To fit a circle to a bunch of points requires the use of advanced math. It is called circular regression. Nikolai Chernov from the University of Alabama had an excellent summary of his work presented here.  He has provided a bunch of algorithms. I chose the Taubin-based Newton method for a number of reasons: Speed (it runs fast enough on Android), I am not worried about numerical stability for the kind of data we will get, it does not need matrix functions, and it is characterised as 'perhaps the best algebraic fit'. The Kasa fit worked well enough but the Taubin was much better at small arcs. In addition to the 'fit' produced I then calculate the mean squared error of the predicted centre and radius of the circle. Some of the methods in JBone code provided inspiration. I will share the actual Java code from the Android app with the initial release in a few weeks time.

Below is an animation of successive circle fits over time. The red dot is the origin. The fits start at 90s. The center pink dot size represents the mean squared error of the circle location. The two circles represent the mean squared error associated with radius.




The graph below is the calculated windspeed and direction over time associated with the above flight. It matches what I experienced.

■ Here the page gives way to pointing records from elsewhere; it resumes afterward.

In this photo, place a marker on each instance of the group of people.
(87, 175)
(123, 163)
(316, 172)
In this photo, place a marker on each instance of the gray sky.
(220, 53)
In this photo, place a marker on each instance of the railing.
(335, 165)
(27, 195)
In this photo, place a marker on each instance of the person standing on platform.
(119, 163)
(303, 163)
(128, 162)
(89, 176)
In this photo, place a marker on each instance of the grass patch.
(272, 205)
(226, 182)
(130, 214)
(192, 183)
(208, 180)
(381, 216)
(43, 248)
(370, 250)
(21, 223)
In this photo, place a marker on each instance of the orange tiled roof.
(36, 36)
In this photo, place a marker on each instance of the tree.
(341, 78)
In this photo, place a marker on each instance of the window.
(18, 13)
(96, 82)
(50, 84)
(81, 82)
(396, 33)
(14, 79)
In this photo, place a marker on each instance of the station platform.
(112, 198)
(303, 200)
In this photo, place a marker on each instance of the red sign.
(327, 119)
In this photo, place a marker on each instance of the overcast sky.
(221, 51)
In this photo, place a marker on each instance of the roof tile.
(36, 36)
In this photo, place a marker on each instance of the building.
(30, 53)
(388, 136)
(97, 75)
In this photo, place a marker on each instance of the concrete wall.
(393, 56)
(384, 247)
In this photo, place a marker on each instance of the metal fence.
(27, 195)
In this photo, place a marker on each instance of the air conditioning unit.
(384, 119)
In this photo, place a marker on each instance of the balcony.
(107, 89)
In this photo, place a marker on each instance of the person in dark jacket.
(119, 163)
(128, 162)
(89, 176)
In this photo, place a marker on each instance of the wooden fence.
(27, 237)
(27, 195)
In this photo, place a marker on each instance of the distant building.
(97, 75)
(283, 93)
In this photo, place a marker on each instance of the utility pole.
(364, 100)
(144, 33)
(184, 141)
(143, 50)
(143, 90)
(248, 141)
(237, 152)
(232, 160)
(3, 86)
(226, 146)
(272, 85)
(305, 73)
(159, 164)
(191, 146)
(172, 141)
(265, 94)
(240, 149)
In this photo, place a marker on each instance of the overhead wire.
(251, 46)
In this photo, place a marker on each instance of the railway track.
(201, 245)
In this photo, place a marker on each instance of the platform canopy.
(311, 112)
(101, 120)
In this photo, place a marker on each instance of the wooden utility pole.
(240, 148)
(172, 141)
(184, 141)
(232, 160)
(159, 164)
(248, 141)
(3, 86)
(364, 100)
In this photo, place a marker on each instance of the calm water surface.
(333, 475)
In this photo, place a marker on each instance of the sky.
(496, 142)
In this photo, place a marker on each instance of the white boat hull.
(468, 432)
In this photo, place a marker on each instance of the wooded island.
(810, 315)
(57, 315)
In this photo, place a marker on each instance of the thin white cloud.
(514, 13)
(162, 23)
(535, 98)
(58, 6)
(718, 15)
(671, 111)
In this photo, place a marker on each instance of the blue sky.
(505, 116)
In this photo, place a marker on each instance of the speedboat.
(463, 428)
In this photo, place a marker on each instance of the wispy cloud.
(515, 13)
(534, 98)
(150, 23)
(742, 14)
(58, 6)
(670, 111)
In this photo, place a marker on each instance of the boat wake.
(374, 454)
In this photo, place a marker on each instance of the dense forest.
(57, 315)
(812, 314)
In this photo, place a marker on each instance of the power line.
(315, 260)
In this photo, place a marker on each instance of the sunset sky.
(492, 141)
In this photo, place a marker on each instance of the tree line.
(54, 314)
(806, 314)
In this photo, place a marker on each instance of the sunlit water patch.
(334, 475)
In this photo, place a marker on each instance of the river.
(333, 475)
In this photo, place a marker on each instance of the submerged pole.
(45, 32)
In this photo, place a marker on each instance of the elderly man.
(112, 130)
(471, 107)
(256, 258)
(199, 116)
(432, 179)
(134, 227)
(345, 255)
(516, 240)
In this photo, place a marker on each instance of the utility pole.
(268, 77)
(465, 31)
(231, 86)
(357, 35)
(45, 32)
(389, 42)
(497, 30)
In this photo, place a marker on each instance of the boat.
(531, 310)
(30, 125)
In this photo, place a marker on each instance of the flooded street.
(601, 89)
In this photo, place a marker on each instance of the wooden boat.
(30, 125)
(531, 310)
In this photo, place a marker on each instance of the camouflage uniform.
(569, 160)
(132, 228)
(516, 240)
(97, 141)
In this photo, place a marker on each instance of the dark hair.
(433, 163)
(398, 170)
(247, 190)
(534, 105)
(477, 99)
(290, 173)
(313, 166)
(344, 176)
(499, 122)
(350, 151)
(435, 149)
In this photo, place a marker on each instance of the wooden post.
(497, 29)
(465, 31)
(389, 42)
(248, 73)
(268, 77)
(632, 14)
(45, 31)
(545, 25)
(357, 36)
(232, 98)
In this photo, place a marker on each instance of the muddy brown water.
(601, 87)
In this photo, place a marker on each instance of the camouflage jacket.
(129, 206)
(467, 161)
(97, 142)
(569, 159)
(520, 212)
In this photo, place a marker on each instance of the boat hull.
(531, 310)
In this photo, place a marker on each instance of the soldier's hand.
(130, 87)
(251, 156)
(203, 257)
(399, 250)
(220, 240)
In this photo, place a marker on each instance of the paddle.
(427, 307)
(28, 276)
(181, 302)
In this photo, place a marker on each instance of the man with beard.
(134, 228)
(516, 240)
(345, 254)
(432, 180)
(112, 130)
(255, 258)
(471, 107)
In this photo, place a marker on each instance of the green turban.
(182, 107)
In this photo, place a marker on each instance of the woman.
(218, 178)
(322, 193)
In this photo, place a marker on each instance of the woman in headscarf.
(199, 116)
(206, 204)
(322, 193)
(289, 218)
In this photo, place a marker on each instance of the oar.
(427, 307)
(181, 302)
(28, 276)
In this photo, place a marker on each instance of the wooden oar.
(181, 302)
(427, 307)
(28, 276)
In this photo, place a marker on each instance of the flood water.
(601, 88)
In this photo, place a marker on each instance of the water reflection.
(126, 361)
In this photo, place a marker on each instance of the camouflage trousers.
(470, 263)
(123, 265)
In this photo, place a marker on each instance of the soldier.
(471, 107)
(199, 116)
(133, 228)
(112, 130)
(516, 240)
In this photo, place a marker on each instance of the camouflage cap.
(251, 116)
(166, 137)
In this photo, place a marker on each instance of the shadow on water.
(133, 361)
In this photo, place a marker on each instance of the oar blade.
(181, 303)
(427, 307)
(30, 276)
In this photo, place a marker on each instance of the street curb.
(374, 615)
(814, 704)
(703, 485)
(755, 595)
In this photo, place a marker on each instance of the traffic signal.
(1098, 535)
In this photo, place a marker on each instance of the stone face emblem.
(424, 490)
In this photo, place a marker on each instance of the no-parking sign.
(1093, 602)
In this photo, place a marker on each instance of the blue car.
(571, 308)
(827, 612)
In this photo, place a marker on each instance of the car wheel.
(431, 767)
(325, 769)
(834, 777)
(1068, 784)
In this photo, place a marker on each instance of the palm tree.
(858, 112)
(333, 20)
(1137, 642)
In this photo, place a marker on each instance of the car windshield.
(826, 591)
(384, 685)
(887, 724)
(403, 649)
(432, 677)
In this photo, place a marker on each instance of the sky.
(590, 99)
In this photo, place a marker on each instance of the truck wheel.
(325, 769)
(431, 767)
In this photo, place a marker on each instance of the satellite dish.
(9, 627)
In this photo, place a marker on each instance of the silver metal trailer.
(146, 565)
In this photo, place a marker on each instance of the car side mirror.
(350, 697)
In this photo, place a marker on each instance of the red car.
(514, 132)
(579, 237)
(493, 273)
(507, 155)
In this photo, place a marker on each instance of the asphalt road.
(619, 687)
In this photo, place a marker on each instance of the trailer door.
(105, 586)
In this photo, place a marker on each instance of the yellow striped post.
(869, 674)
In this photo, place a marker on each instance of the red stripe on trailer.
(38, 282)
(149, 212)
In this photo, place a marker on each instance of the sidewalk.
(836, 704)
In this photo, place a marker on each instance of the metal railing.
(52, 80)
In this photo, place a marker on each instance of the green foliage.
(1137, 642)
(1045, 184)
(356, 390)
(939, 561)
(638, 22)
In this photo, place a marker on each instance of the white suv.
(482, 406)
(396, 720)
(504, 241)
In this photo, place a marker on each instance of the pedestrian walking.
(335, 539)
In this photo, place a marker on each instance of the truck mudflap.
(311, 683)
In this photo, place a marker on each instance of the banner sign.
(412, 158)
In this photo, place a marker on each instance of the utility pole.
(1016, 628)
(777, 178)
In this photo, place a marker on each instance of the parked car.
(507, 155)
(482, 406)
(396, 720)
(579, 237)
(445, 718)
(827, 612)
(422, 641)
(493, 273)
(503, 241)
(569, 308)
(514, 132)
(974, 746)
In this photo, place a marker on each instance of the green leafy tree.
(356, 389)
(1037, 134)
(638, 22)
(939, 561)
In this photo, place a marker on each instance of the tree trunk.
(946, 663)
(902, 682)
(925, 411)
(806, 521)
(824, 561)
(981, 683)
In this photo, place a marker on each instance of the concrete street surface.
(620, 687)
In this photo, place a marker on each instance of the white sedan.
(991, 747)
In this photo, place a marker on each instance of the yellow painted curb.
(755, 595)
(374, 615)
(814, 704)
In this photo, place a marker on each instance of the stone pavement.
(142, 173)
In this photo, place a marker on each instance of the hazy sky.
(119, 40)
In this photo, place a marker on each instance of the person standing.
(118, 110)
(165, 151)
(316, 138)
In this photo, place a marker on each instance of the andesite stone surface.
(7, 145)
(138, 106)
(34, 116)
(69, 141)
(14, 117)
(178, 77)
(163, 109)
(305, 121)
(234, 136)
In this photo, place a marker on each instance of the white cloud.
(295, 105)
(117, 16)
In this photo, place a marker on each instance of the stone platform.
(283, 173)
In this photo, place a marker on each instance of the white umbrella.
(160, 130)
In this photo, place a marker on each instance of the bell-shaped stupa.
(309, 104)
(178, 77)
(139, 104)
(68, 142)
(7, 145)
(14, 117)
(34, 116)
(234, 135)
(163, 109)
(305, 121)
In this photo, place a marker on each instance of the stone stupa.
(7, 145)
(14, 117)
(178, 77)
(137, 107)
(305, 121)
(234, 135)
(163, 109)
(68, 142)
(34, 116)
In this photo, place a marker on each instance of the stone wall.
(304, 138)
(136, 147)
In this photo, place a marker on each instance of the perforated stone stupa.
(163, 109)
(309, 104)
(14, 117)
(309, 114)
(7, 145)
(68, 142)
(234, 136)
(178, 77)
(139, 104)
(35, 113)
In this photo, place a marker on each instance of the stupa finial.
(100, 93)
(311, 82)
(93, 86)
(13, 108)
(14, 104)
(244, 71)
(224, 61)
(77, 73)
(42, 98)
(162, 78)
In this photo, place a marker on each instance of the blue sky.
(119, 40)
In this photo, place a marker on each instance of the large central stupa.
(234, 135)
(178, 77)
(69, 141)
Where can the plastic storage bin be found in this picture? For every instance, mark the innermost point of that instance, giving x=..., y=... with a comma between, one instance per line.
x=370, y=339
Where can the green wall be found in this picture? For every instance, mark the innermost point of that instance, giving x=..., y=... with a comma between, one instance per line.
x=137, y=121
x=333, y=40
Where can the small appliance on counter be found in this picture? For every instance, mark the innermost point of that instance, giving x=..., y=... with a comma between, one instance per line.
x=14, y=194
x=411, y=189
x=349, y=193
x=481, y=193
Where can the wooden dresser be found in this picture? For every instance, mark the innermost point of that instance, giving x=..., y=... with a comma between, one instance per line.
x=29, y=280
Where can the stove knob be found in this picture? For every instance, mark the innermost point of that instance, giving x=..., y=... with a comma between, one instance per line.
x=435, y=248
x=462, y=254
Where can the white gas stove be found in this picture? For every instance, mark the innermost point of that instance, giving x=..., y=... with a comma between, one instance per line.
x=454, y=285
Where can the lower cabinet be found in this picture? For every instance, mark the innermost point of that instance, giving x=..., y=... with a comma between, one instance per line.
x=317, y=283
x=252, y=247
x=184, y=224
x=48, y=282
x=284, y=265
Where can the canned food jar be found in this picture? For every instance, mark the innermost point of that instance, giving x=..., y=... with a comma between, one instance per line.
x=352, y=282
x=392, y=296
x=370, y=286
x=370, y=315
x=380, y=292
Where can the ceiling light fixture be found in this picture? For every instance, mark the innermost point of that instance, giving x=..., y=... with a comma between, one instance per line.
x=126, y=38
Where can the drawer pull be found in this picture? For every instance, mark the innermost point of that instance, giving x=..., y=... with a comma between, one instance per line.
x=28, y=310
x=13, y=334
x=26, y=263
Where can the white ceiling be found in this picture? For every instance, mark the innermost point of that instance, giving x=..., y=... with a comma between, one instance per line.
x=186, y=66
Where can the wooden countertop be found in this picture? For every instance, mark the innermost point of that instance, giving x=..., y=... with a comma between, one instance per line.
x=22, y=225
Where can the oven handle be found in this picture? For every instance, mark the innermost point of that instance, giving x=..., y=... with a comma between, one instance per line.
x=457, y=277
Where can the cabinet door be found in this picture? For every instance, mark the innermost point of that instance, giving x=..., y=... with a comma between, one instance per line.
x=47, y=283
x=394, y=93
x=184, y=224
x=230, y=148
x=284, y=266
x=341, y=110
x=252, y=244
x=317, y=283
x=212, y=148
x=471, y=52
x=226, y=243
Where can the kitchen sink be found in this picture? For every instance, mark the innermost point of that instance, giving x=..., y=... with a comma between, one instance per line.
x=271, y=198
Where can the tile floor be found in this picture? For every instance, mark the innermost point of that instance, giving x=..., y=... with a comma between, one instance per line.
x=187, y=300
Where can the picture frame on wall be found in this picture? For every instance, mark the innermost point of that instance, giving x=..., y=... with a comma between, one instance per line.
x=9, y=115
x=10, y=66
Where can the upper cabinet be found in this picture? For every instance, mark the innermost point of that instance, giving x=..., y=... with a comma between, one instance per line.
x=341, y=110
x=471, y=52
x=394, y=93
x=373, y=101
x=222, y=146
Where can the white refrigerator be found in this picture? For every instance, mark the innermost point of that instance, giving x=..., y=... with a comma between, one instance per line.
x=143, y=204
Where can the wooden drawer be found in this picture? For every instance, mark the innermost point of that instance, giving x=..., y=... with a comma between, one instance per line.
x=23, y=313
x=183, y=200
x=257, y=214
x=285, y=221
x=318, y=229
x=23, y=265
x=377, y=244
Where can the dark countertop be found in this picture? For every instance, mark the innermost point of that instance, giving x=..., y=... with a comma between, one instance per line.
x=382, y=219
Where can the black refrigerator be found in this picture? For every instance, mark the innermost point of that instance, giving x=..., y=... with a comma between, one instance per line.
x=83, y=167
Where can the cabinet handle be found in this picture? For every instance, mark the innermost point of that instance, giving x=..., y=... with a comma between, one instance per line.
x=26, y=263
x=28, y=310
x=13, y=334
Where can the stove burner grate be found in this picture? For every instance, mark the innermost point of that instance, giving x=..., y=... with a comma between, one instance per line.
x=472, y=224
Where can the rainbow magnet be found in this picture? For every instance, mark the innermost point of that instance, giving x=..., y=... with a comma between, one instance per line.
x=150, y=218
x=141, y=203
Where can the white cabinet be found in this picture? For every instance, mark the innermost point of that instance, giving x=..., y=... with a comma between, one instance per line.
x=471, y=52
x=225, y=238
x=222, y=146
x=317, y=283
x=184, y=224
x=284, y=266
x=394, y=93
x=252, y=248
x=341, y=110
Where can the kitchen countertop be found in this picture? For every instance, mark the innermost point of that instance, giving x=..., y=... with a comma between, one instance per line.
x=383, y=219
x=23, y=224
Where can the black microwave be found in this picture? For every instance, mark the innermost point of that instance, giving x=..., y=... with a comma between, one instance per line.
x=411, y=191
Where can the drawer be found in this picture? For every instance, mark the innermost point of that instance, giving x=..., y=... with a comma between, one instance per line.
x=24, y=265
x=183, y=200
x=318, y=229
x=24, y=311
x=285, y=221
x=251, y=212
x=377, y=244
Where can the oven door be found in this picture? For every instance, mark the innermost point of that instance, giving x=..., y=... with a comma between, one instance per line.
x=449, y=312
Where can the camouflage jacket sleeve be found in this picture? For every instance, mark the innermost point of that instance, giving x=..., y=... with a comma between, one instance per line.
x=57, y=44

I have added a simple IIR filter on the windspeed (the yellow line). This smooths out second to second fluctuations and is what will be implemented in code.

Further work

This can be better. The circular regression algorithm tries to minimize the sum of the square errors from all of the points. If it could be altered to weight the points over time, with the most recent having the highest weight, then it might be possible to get a more time sensitive fit. In addition, the current algorithm calculates a full fit with each new point. It might be possible to alter it to reduce the computational intensity by saving some of the computed data for older points, and by using the previous fit as a starting point for the next fit.